Roach-Proof Toothbrush Holder

Sunday, May 16, 2004

nyc

Tonight I saw a tiny little roach on my bathroom floor. I grew up in Alabama, where the 2-inch tree roaches make regular forays into your house and throw parties. So I wasn’t grossed out. I was a little annoyed, but mostly I was reminded of this factoid I once heard about cockroaches, that being that they like to munch on toothbrush bristles. This may just be some sort of old wives’ tale, but nonetheless I found myself looking at the ceramic toothbrush holder, wondering if the little guy on the floor, or one of his buddies, could scale the wall, climb on to the toothbrush holder, and from there ascend to the apex of my toothbrush and start munching. Pretty quickly I decided it would be a piece of cake for a roach to do that, if he or she so desired.
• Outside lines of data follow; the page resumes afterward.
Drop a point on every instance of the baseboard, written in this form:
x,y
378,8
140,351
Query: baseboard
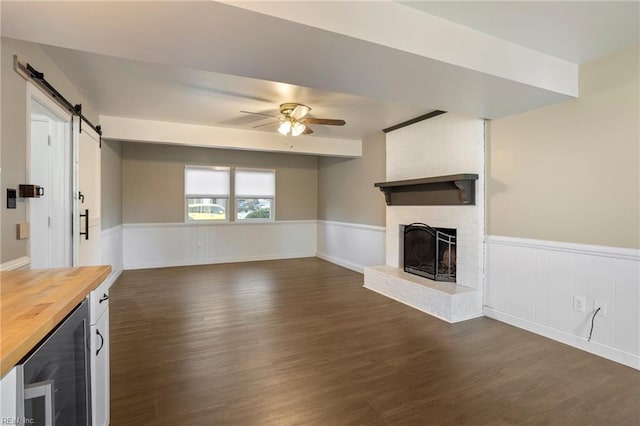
x,y
19,263
113,277
214,262
608,352
340,262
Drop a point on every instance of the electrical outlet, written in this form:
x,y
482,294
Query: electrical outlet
x,y
602,304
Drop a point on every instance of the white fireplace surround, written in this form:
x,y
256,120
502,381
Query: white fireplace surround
x,y
444,145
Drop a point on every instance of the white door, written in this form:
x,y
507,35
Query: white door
x,y
49,164
87,231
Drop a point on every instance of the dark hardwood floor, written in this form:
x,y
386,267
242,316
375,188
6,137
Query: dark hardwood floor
x,y
296,342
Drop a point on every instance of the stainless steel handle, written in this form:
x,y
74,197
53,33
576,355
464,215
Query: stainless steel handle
x,y
101,341
86,224
39,390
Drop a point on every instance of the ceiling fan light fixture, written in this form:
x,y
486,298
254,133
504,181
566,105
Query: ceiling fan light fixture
x,y
285,127
297,129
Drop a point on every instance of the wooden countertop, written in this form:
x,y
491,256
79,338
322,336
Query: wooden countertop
x,y
33,302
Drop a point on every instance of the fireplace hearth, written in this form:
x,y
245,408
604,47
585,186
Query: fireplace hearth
x,y
429,252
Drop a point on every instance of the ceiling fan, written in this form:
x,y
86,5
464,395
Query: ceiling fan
x,y
293,119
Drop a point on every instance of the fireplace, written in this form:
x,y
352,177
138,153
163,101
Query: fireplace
x,y
429,252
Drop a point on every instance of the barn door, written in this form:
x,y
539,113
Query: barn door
x,y
87,195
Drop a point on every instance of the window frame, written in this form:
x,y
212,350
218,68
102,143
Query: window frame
x,y
237,196
187,196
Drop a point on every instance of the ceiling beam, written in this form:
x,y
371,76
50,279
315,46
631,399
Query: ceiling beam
x,y
152,131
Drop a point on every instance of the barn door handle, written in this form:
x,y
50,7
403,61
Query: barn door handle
x,y
101,341
86,224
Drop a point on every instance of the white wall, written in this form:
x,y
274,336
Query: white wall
x,y
176,244
351,245
532,284
111,251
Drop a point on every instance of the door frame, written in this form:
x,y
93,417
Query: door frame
x,y
58,114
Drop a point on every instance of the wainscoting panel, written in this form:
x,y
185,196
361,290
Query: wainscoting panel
x,y
159,245
532,284
111,251
351,245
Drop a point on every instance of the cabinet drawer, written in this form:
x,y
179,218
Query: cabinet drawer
x,y
98,302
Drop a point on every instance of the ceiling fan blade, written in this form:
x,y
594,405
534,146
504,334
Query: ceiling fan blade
x,y
300,111
266,124
327,121
259,113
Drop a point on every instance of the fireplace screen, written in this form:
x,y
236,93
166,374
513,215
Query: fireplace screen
x,y
430,252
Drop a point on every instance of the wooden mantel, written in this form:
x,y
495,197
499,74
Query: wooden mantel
x,y
447,190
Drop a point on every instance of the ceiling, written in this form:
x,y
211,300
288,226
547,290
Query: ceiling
x,y
128,88
203,62
577,31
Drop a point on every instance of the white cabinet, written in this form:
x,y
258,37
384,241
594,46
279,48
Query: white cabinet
x,y
9,397
99,314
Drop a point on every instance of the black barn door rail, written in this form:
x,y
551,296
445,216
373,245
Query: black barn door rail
x,y
27,71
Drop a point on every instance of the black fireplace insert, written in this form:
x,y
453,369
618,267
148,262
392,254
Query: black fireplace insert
x,y
430,252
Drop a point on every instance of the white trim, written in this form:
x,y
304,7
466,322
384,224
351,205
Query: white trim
x,y
617,355
180,244
212,223
355,225
12,265
113,230
351,245
341,262
147,265
588,249
113,277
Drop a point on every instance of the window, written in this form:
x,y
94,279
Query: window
x,y
255,191
206,192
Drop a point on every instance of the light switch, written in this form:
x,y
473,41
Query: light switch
x,y
22,231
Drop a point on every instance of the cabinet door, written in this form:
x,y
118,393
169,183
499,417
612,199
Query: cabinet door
x,y
100,371
9,390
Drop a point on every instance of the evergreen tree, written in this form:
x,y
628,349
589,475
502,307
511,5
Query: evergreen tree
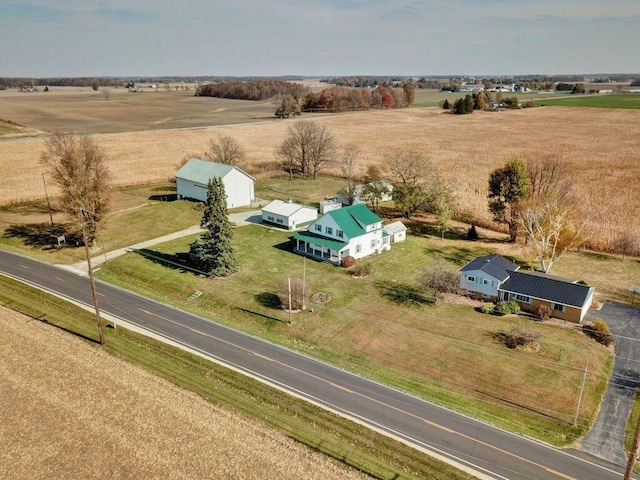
x,y
213,252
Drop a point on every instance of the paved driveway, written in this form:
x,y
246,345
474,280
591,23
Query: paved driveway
x,y
606,438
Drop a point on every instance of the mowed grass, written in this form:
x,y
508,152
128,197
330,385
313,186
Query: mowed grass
x,y
323,431
374,326
138,214
622,100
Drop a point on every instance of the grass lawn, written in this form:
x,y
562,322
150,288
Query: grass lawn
x,y
376,327
300,190
138,213
353,444
622,100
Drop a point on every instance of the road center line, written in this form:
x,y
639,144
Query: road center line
x,y
340,387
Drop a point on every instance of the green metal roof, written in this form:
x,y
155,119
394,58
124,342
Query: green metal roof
x,y
352,218
318,240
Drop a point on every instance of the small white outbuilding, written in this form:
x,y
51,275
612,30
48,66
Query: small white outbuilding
x,y
289,215
193,177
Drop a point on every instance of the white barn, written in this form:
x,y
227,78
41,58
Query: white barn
x,y
193,178
289,215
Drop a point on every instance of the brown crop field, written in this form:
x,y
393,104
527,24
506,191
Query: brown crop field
x,y
73,411
601,147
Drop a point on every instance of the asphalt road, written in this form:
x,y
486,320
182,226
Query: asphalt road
x,y
488,451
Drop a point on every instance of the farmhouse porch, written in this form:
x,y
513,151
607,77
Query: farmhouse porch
x,y
312,245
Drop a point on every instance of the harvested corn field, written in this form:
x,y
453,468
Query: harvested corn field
x,y
70,410
599,146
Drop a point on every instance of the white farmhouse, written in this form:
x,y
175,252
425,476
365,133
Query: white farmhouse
x,y
289,215
193,178
350,231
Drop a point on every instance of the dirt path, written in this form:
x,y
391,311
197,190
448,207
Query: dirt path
x,y
71,411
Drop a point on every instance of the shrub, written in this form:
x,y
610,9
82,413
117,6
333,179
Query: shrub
x,y
441,280
348,261
505,308
600,325
363,270
543,312
472,233
522,336
487,308
599,331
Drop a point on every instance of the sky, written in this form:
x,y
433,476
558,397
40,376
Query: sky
x,y
130,38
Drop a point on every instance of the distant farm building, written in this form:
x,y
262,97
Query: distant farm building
x,y
193,177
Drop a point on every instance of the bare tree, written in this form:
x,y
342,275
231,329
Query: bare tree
x,y
375,187
349,162
226,150
553,231
78,167
307,149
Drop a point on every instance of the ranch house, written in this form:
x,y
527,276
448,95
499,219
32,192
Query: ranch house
x,y
566,299
193,177
350,231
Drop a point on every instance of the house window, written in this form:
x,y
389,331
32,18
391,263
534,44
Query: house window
x,y
522,298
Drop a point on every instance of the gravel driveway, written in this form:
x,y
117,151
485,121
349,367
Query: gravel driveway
x,y
606,438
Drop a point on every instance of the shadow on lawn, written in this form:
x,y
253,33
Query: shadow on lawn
x,y
268,300
44,235
404,294
178,261
165,197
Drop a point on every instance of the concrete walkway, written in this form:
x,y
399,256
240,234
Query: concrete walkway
x,y
238,219
606,438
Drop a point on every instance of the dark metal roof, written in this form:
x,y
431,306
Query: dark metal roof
x,y
495,265
545,287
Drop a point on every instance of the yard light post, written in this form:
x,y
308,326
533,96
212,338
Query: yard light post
x,y
635,289
46,193
91,279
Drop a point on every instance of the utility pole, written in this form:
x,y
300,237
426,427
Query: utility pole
x,y
46,193
289,279
91,279
304,280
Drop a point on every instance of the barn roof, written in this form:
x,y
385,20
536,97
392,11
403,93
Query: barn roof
x,y
201,171
284,208
353,219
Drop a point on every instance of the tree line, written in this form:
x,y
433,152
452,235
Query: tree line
x,y
339,99
11,82
251,90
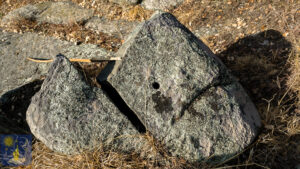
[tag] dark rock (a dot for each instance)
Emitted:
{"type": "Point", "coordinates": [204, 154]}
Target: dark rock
{"type": "Point", "coordinates": [49, 12]}
{"type": "Point", "coordinates": [13, 107]}
{"type": "Point", "coordinates": [18, 75]}
{"type": "Point", "coordinates": [16, 70]}
{"type": "Point", "coordinates": [161, 4]}
{"type": "Point", "coordinates": [182, 92]}
{"type": "Point", "coordinates": [69, 116]}
{"type": "Point", "coordinates": [117, 28]}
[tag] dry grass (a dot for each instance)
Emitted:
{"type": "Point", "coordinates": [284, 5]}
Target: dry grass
{"type": "Point", "coordinates": [265, 61]}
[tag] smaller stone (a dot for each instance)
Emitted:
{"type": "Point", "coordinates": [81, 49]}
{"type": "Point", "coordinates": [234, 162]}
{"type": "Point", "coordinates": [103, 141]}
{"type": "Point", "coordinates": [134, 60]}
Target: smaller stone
{"type": "Point", "coordinates": [118, 28]}
{"type": "Point", "coordinates": [69, 116]}
{"type": "Point", "coordinates": [161, 4]}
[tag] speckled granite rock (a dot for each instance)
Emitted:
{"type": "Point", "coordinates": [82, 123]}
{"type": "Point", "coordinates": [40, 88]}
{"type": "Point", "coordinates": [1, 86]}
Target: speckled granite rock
{"type": "Point", "coordinates": [49, 12]}
{"type": "Point", "coordinates": [69, 116]}
{"type": "Point", "coordinates": [182, 92]}
{"type": "Point", "coordinates": [161, 4]}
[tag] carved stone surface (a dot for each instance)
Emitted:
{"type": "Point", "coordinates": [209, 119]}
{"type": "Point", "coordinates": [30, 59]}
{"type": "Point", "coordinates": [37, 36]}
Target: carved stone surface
{"type": "Point", "coordinates": [181, 92]}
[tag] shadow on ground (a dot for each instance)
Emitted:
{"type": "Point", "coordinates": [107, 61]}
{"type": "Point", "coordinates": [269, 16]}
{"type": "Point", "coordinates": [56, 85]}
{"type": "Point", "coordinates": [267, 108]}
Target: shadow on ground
{"type": "Point", "coordinates": [260, 62]}
{"type": "Point", "coordinates": [13, 107]}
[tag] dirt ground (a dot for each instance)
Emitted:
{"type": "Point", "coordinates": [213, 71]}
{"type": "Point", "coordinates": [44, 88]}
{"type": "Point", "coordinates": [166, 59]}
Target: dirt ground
{"type": "Point", "coordinates": [257, 40]}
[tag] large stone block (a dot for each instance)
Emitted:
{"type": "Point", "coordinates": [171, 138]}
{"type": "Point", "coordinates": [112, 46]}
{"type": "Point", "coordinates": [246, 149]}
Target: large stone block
{"type": "Point", "coordinates": [182, 92]}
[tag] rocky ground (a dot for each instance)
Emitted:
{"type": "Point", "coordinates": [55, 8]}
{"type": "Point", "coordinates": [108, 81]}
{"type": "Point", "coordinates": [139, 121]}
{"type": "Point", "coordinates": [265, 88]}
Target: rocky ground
{"type": "Point", "coordinates": [257, 41]}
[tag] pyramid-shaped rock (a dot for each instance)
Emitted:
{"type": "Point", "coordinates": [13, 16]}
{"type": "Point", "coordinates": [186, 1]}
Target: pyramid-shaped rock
{"type": "Point", "coordinates": [181, 92]}
{"type": "Point", "coordinates": [69, 116]}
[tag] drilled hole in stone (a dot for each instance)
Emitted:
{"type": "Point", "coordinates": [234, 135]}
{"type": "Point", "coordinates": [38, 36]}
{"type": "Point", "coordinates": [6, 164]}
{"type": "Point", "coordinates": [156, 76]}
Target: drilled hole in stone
{"type": "Point", "coordinates": [155, 85]}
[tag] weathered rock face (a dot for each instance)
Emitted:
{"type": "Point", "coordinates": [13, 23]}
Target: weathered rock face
{"type": "Point", "coordinates": [16, 70]}
{"type": "Point", "coordinates": [69, 116]}
{"type": "Point", "coordinates": [13, 107]}
{"type": "Point", "coordinates": [118, 28]}
{"type": "Point", "coordinates": [50, 12]}
{"type": "Point", "coordinates": [181, 92]}
{"type": "Point", "coordinates": [161, 4]}
{"type": "Point", "coordinates": [18, 74]}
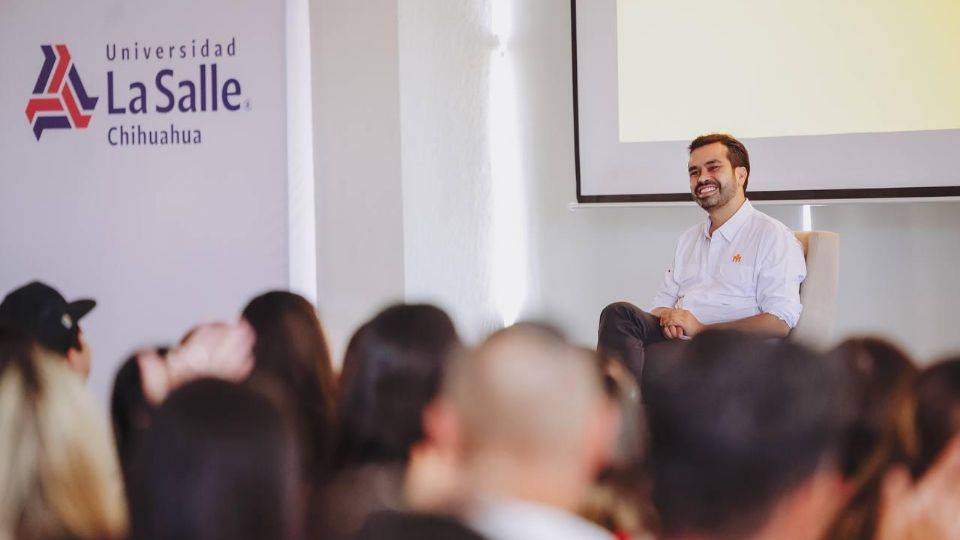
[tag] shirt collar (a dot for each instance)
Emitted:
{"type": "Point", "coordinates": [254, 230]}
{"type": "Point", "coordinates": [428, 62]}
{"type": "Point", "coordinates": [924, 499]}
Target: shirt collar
{"type": "Point", "coordinates": [506, 518]}
{"type": "Point", "coordinates": [733, 225]}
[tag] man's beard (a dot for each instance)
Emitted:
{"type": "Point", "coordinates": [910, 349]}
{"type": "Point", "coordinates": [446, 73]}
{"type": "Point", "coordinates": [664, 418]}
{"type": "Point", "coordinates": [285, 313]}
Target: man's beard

Then my mind set to devising some form of roach-proof toothbrush holder. At first I came up with a glass of water with a socket in the bottom, into which the end of the toothbrush could be inserted. The water would form a sort of moat around the toothbrush, fending off any roach-esque comers. But I thought that might not be completely roach-proof, as an ambitious or persistent roach might be able swim or paddle across the moat and then make his way on to the shaft of the toothbrush and upward to munch. I kept thinking.

It occurred to me that the most elegant solution would be to suspend the toothbrush in the air somehow; if there are no solid materials touching the toothbrush, then there’s nothing for a roach to climb across to reach the toothbrush. But how would you suspend the toothbrush in mid-air?

MAGNETS.

I haven’t completely figured it out yet, but right now I’ll have to sleep on it. If I make any more progress on solving this ridiculously non-problematic problem, I’ll let you know.